Epistolution Musing No 12: Beauty
Dear Friends,
This letter is part of a weekly series of brief thoughts I would like to share with you, either because I’ve come across your related work in biology or because you’re a person I like. I discovered an interesting problem in 2019, a problem I can’t forget.
Our predominant theories assume that the organized appearance of life and the reliable recurrence of ontogeny are due to genetic influences. In this view, the genome even carries responsibility for producing learning. Learning is thought to be present only in complex structures like brains, and it is assumed to be aimed at solving problems related to survival and reproduction. I believe this is wrong on all three counts. The theory of life, including Darwinian natural selection, only makes sense if a form of learning is present in every living cell that aims to find new problems and solve them. This form of learning can’t be a consequence of inherited genes because it purposefully deploys heritable material, using it for its own contingent, adaptive ends, and inheritance would be impossible without it. I’ve named this unknown mechanism “epistolution,” to distinguish it from other concepts of learning. Although all ontogeny requires epistolution, especially clear examples include embryonic development, wound healing, regeneration, cancer, memory, dreaming, creativity, swarm intelligence, epigenetic inheritance, and the placebo effect. These essays are an attempt to clarify epistolution so that it can be studied in detail in laboratories, and to imagine what exactly the societal consequences will be when we decipher this unknown mechanism.

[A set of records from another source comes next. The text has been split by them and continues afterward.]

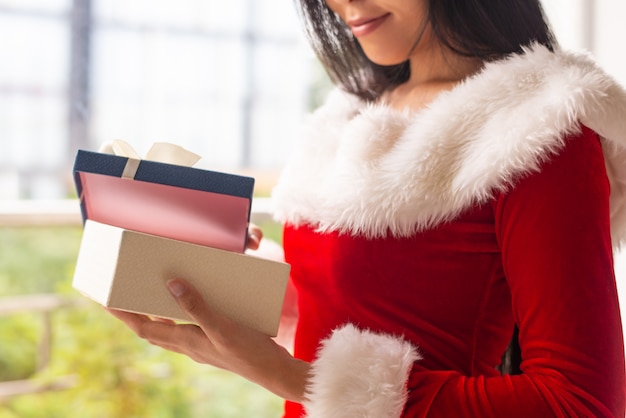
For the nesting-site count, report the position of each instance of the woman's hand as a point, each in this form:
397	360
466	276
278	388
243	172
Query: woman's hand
220	342
255	235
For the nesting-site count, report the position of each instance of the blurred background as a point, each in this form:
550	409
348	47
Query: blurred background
229	80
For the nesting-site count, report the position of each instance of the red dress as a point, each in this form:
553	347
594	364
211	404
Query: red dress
455	292
417	241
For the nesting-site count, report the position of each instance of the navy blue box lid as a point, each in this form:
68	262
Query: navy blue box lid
188	204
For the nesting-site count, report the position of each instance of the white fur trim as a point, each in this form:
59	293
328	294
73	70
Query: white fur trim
368	169
360	374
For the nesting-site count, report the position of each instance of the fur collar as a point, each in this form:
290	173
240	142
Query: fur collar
368	169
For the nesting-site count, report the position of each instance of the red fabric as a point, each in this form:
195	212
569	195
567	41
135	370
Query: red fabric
539	255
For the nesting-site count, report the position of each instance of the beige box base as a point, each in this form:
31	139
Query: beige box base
128	270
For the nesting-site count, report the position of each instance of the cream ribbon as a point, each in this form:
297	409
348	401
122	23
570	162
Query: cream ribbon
162	152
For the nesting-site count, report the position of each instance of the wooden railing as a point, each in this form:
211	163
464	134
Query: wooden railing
34	213
67	212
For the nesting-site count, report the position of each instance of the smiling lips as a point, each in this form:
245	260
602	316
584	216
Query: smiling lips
362	27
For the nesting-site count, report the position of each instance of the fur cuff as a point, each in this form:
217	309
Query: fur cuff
360	374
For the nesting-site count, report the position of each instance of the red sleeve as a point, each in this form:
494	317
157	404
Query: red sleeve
553	229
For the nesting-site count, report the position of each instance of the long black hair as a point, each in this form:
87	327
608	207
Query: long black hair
484	29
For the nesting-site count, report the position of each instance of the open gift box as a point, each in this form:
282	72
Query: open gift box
146	222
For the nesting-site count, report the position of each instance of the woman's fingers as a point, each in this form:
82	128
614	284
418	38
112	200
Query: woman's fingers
191	302
255	235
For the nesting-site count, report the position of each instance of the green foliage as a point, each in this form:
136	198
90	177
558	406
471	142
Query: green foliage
112	372
19	361
36	260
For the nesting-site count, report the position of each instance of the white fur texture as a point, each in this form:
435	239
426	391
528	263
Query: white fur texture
368	169
360	374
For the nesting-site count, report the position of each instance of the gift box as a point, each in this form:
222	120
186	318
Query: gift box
146	222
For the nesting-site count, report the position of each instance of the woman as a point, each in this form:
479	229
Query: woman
466	177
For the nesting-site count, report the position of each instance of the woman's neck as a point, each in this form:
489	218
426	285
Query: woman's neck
433	70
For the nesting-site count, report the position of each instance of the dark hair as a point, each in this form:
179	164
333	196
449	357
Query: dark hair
485	29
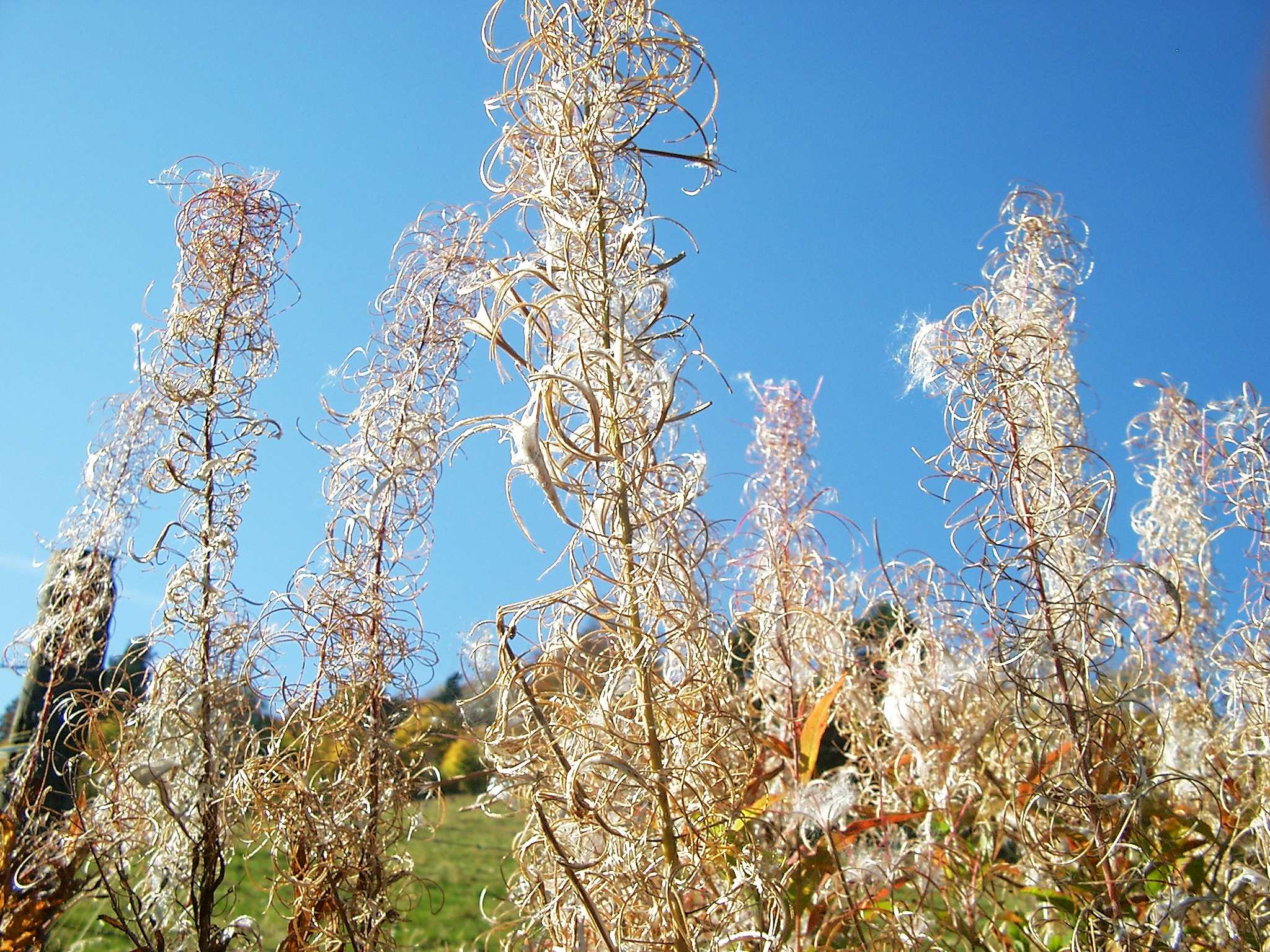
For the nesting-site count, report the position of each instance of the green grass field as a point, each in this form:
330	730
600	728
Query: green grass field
461	858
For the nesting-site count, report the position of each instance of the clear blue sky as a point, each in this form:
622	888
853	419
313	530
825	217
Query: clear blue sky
871	146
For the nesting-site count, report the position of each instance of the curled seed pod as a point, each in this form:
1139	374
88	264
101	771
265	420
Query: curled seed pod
1170	448
166	833
791	593
615	719
1033	528
332	794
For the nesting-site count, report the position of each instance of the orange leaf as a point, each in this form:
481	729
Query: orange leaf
1026	787
813	729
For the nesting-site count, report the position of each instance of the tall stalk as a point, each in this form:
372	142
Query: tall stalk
167	809
333	792
615	714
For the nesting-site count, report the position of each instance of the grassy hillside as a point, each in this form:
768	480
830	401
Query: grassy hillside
461	858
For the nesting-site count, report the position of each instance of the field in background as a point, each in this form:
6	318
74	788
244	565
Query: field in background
461	858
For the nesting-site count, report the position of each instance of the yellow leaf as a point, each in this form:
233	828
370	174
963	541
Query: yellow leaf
813	729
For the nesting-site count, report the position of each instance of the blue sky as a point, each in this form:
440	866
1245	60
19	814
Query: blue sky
870	143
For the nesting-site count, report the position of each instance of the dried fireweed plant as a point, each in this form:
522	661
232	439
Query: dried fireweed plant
163	821
614	719
1121	813
333	792
42	837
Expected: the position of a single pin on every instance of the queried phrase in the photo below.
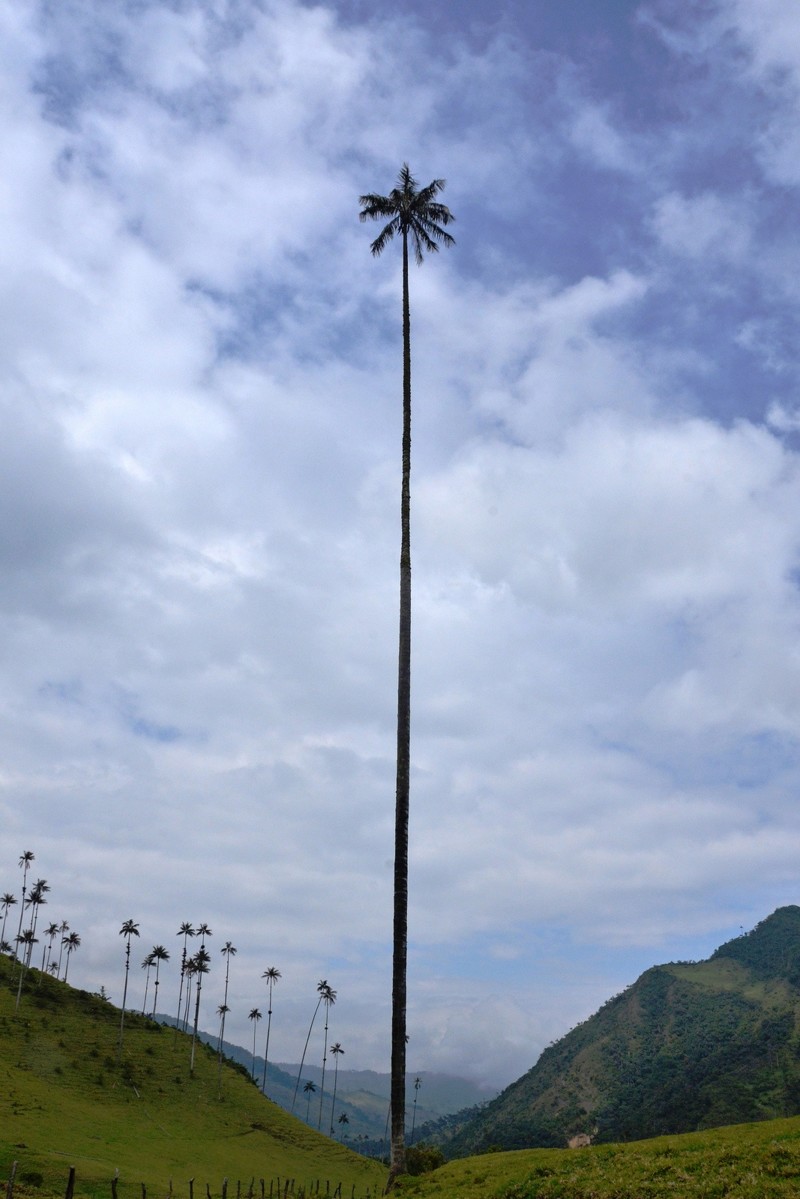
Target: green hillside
(66, 1101)
(689, 1046)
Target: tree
(35, 902)
(146, 964)
(254, 1016)
(158, 953)
(128, 929)
(29, 941)
(200, 963)
(336, 1049)
(229, 952)
(72, 943)
(329, 999)
(414, 214)
(185, 931)
(271, 974)
(50, 932)
(24, 863)
(308, 1089)
(322, 990)
(7, 902)
(417, 1084)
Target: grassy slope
(64, 1101)
(744, 1162)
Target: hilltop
(67, 1100)
(687, 1046)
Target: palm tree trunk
(403, 766)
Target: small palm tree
(29, 941)
(271, 974)
(72, 944)
(146, 964)
(35, 902)
(200, 963)
(128, 929)
(417, 1084)
(24, 865)
(336, 1049)
(185, 931)
(415, 215)
(50, 932)
(158, 953)
(229, 952)
(254, 1016)
(7, 902)
(308, 1089)
(329, 999)
(322, 990)
(62, 928)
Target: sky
(199, 499)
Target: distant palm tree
(146, 964)
(50, 932)
(128, 929)
(336, 1049)
(229, 952)
(308, 1089)
(62, 928)
(7, 902)
(322, 990)
(200, 963)
(329, 999)
(28, 940)
(24, 863)
(185, 931)
(35, 902)
(414, 215)
(72, 944)
(254, 1016)
(158, 953)
(417, 1084)
(271, 974)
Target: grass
(66, 1102)
(759, 1161)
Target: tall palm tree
(254, 1016)
(200, 963)
(336, 1049)
(417, 1084)
(35, 902)
(322, 990)
(415, 215)
(128, 929)
(229, 952)
(329, 999)
(308, 1089)
(29, 941)
(50, 932)
(146, 964)
(72, 944)
(62, 928)
(158, 953)
(24, 863)
(7, 902)
(185, 931)
(271, 974)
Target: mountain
(690, 1046)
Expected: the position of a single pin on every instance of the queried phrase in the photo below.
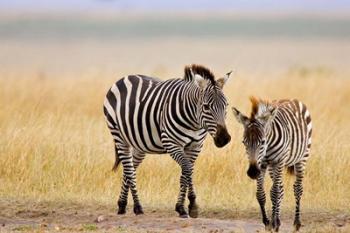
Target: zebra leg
(277, 193)
(192, 207)
(137, 160)
(185, 172)
(298, 191)
(261, 197)
(123, 197)
(130, 176)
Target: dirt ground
(48, 217)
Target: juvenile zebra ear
(200, 81)
(221, 81)
(244, 120)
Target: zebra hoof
(138, 209)
(193, 210)
(121, 207)
(297, 226)
(183, 215)
(121, 211)
(268, 226)
(181, 210)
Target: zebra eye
(206, 106)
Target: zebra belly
(136, 113)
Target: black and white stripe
(277, 135)
(146, 115)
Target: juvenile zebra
(277, 135)
(145, 115)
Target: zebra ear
(200, 81)
(221, 81)
(240, 117)
(268, 115)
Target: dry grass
(55, 146)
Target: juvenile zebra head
(255, 133)
(211, 109)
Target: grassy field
(56, 153)
(55, 145)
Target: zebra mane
(194, 69)
(259, 106)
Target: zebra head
(255, 134)
(212, 104)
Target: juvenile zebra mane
(200, 70)
(259, 106)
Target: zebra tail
(117, 161)
(290, 170)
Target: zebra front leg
(261, 197)
(130, 174)
(276, 196)
(123, 197)
(192, 207)
(298, 191)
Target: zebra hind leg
(185, 172)
(137, 158)
(298, 191)
(130, 178)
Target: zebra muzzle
(222, 137)
(253, 171)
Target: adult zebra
(277, 135)
(146, 115)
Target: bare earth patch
(48, 217)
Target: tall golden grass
(55, 146)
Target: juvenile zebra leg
(130, 174)
(192, 207)
(276, 196)
(178, 156)
(261, 197)
(298, 191)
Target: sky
(177, 5)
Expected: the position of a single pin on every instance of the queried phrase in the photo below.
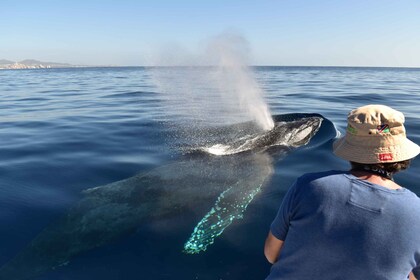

My mother loves camellias. In her small garden, in front of her wide wooden porch in Belhaven, she has always grown four or five camellia bushes that bloom fragrantly each spring and summer. During the warm months when company is arriving, she plucks the camellia blossoms and floats them in water in a white ringed dish as a centerpiece on her dining room table. Her mother, whom we called Mama Tee, planted dozens of camellias in a broad yard under longleaf pines in Marion County, took them to church and funerals. Some may have been on her own casket for all I can remember. My friend Jim’s family went even further, planting forty acres of camellias and azaleas in their woodland at Zemurray Gardens.
One can comprehend the value of a plant like maize, a nutritious grain, but on a scientific level the human affection for the camellia is quite mystifying. Why has an omnivorous ape species become so fond of a poisonous flowering bush? We derive no nutrition from it. Plants are our survival helpers. Why are we exerting so much energy propagating, tending, naming, breeding, cutting, and displaying such an unlikely partner?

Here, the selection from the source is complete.